I think the real gold is that often both ends can be seen on the land where we live and work, that we have so much lovely space to call our own.
Stephan went to do a trial half-day at Whakaangi Landcare today, to see how well he can walk for long distances over his usual trapping terrain. He came back feeling pretty good, although pain in the evenings following any exertion looks like being an ongoing problem.
I've begun to see the kicking of calves inside my cows! It's always fun when they start livening up in a way which is visible from the outside.
I put the yearling heifers in to the Bush Flat today and they galloped up to the end of the flat and back again, splashing all the way - if you look closely, you'll see splashes coming up from several of their feet as they're running. It's a very wet area sometimes in winter, something we're trying to address with a combination of drains along the base of the Small Hill from which water flows down onto this flat area and by improving the fertility and structure of the soil, which seems to be improving things elsewhere on the farm.

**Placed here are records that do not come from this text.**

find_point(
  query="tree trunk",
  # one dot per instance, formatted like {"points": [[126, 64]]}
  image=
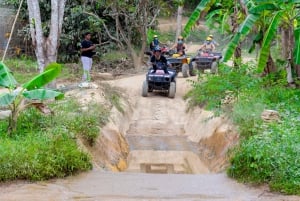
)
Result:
{"points": [[288, 54], [238, 50], [179, 22], [270, 67], [45, 46]]}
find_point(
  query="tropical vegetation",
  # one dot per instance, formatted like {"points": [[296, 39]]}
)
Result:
{"points": [[268, 151]]}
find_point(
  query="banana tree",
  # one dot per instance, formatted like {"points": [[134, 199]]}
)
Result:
{"points": [[180, 4], [275, 15], [203, 5], [18, 98]]}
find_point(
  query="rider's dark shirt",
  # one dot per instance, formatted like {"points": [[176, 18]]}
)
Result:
{"points": [[161, 60], [87, 44]]}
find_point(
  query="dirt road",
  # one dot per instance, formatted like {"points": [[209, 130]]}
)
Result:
{"points": [[159, 137]]}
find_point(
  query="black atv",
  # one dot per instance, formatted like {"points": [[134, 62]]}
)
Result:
{"points": [[206, 60], [180, 63], [160, 82]]}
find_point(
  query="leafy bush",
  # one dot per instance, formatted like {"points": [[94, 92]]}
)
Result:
{"points": [[44, 147], [268, 152]]}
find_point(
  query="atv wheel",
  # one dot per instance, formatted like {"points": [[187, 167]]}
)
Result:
{"points": [[214, 67], [172, 90], [184, 70], [145, 89]]}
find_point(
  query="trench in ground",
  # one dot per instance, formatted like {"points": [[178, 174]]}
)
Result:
{"points": [[167, 153]]}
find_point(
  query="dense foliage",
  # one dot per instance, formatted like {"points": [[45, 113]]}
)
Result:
{"points": [[269, 151], [45, 147]]}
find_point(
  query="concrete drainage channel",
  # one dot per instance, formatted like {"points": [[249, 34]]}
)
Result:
{"points": [[164, 154]]}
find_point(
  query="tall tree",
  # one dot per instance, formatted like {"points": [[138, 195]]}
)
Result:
{"points": [[132, 20], [273, 15], [45, 43], [180, 4]]}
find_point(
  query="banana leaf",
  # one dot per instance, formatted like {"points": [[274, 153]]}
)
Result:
{"points": [[297, 46], [7, 80], [268, 38], [194, 17], [42, 94], [260, 8], [244, 29], [6, 99], [49, 74]]}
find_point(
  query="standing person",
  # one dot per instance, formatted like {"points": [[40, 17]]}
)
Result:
{"points": [[207, 46], [159, 61], [213, 41], [87, 53], [155, 43]]}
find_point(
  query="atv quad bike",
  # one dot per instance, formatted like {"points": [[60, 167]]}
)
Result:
{"points": [[160, 82], [205, 60], [180, 63]]}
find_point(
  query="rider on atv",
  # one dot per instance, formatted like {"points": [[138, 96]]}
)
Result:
{"points": [[159, 61], [208, 46], [180, 46]]}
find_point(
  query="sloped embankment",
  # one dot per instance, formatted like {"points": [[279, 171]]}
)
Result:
{"points": [[156, 135]]}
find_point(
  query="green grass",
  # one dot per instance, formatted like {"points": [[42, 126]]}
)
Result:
{"points": [[45, 147], [268, 152]]}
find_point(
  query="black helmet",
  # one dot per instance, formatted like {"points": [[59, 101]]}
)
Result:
{"points": [[157, 49]]}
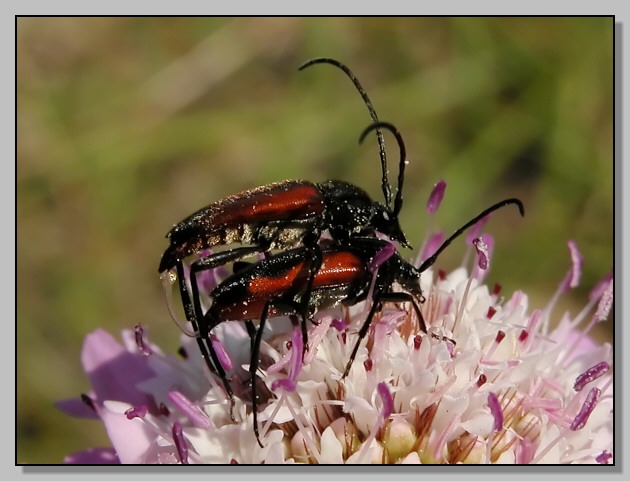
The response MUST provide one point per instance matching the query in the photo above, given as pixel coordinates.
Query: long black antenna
(401, 166)
(431, 260)
(379, 134)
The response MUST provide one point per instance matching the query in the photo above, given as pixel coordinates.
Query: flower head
(490, 382)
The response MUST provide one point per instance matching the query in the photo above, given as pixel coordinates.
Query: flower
(511, 389)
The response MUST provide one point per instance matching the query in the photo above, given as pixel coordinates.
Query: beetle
(279, 216)
(276, 285)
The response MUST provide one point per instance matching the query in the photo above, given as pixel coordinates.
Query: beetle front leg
(192, 309)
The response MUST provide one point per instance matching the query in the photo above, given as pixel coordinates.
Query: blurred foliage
(126, 125)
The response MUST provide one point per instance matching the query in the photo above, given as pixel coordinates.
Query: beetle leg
(313, 268)
(377, 305)
(255, 358)
(193, 312)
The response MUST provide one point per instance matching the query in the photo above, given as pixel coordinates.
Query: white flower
(510, 390)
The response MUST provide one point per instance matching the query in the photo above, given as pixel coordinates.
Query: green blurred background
(126, 125)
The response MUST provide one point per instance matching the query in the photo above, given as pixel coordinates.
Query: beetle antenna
(431, 260)
(401, 166)
(387, 191)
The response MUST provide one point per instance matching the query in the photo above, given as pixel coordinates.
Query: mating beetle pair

I can't imagine what they're after, but pigs have been rooting along the centre of the track between the PW and Frog paddocks. Stephan sprayed the tracks a few weeks ago, so most of the plants are dying or dead, but something here must be attracting them. There's no rooting in the Frog Paddock to the right, although they've been doing some at the base of the PW where the ground is already a bit churned up by cattle hooves.
Stephan, having gone out yesterday feeling a bit off-colour, now has a horrible cold. Just when he started to feel good enough to really get on with some work, he's felled again, this time by a tiny virus. He is not happy!